The FINANCIAL — The number of disasters and crisis are tremendously increasing from year to year around the world due to the different factors, mainly caused both as a result of climate change and geo-politics. Only in the past year, global natural disasters occurred in Vanuatu, Nepal and the Philippines demonstrated the critical role of communications in the wake of crises.
All abovementioned is driving us to many types of complications, like full collapse, destroy or overload of local networks, which are vitally important in such kind of situations. Hence to the existing situation, it should be highlighted that the importance of telecommunication means is increasing more and more.

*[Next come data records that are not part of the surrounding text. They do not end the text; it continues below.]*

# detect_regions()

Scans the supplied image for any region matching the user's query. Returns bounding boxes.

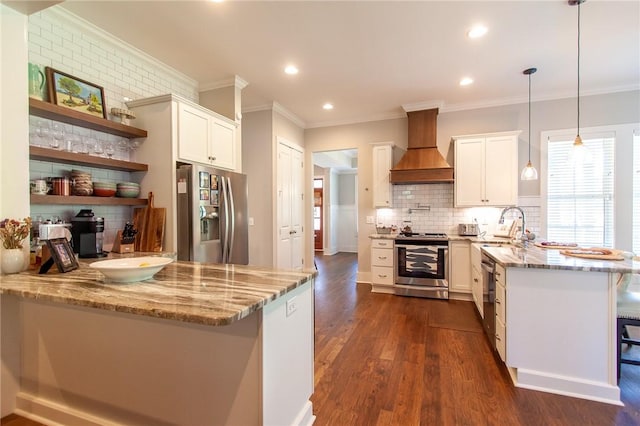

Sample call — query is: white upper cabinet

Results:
[177,102,236,170]
[372,142,402,208]
[454,131,520,207]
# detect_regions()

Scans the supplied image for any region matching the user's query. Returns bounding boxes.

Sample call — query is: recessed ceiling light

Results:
[284,65,298,75]
[460,77,473,86]
[467,25,489,38]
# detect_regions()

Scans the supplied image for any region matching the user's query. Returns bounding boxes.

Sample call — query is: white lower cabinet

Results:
[371,238,394,294]
[495,264,507,362]
[449,241,471,295]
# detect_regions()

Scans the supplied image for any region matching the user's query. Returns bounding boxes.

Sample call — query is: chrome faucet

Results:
[498,206,529,246]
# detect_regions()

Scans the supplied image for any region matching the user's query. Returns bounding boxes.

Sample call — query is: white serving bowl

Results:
[89,256,173,283]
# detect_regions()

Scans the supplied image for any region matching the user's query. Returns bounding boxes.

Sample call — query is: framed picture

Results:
[198,172,209,188]
[45,67,107,118]
[46,238,78,272]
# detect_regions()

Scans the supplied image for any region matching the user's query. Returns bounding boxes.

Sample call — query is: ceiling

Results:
[56,0,640,128]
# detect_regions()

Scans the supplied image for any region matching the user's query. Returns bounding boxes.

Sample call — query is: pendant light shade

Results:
[569,0,589,163]
[520,68,538,180]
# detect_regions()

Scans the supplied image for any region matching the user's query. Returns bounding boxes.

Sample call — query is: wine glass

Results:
[49,123,64,149]
[92,139,104,157]
[104,142,116,158]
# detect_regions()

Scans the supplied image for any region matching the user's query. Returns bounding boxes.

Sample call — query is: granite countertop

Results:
[482,245,640,273]
[0,260,317,326]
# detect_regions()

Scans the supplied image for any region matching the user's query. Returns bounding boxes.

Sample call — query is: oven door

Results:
[395,241,449,287]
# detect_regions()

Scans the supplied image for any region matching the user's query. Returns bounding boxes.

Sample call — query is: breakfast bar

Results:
[482,245,640,405]
[0,261,316,425]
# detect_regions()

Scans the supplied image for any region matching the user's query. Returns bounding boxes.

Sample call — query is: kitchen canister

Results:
[51,177,71,195]
[29,62,47,101]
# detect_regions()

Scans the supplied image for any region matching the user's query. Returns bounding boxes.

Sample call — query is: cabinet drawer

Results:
[496,263,507,287]
[371,266,393,285]
[496,284,507,324]
[496,318,507,363]
[371,248,393,268]
[371,238,393,249]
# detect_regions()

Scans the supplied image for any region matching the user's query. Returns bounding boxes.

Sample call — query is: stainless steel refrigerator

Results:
[176,163,249,265]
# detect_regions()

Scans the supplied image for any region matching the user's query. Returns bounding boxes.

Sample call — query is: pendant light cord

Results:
[529,74,531,163]
[577,2,581,136]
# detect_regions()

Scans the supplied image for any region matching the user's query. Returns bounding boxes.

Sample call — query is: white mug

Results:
[31,179,49,195]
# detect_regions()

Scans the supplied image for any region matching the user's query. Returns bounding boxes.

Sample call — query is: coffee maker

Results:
[71,209,106,258]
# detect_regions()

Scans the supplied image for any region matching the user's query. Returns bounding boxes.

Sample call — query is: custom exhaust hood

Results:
[389,108,453,184]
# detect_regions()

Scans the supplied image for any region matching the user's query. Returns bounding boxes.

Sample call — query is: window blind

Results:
[547,133,615,247]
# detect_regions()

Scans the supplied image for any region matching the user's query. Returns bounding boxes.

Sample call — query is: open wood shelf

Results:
[29,146,149,172]
[29,98,147,139]
[31,194,148,206]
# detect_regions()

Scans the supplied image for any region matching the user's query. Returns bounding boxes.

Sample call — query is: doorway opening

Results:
[313,149,358,255]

As a recall of the current situation the world’s leading satellite operators, Eutelsat, Hispasat, Inmarsat, Intelsat, SES, Thuraya and Yahsat, under the umbrella of the EMEA Satellite Operators Association (ESOA) and the Global VSAT Forum (GVF), has come up with the decision to announce the signing of a Crisis Connectivity Charter with the global humanitarian community represented by the UN Office for the Coordination of Humanitarian Affairs (OCHA) and the Emergency Telecommunications Cluster (ETC); the announcement was made at the World Humanitarian Summit Global Consultation held in Geneva, on 14th of October.
The satellite sector is always and will continue systematically to be part of the first responder team, providing immediate communications links that support supply logistics, urgent medical care and coordination of relief efforts and this important step can be referred as one of the important solutions for reducing the mortality rate and facilitating of saving lives. Embodying a commitment from the satellite community to enhance connectivity in humanitarian emergencies, the Charter formalizes terms and protocols designed to accelerate the ability of emergency response teams to access satellite-based communications when local networks are out of order. The principles of the Charter also include increased coordination to prioritize access to bandwidth for humanitarian purposes during disaster operations, pre-positioned satellite equipment and transmission capacity at times of disaster in 20 high-risk countries in Europe, the Middle-East, Africa and Asia, as identified by the ETC and beyond, as well as training and capacity building for the humanitarian community across all five continents.
Stephen O’Brien, UN Under-Secretary General for Humanitarian Affairs and the UN’s Emergency Relief Coordinator said: “The humanitarian community relies on satellite communications as they are the only technology that are immune to natural disasters and that can be immediately deployed, regardless of constraints such as geography. This is a significant step for the humanitarian community and a step change in the way we have worked with satellite operators in the past.”
The leading satellite operators ensure that by 2020 all those responding to disasters, including affected people, will be given the possibility to communicate, recover and redevelop through the Crisis Connectivity Charter and the ETC network, what will lead us to thousands of saved lives in reality.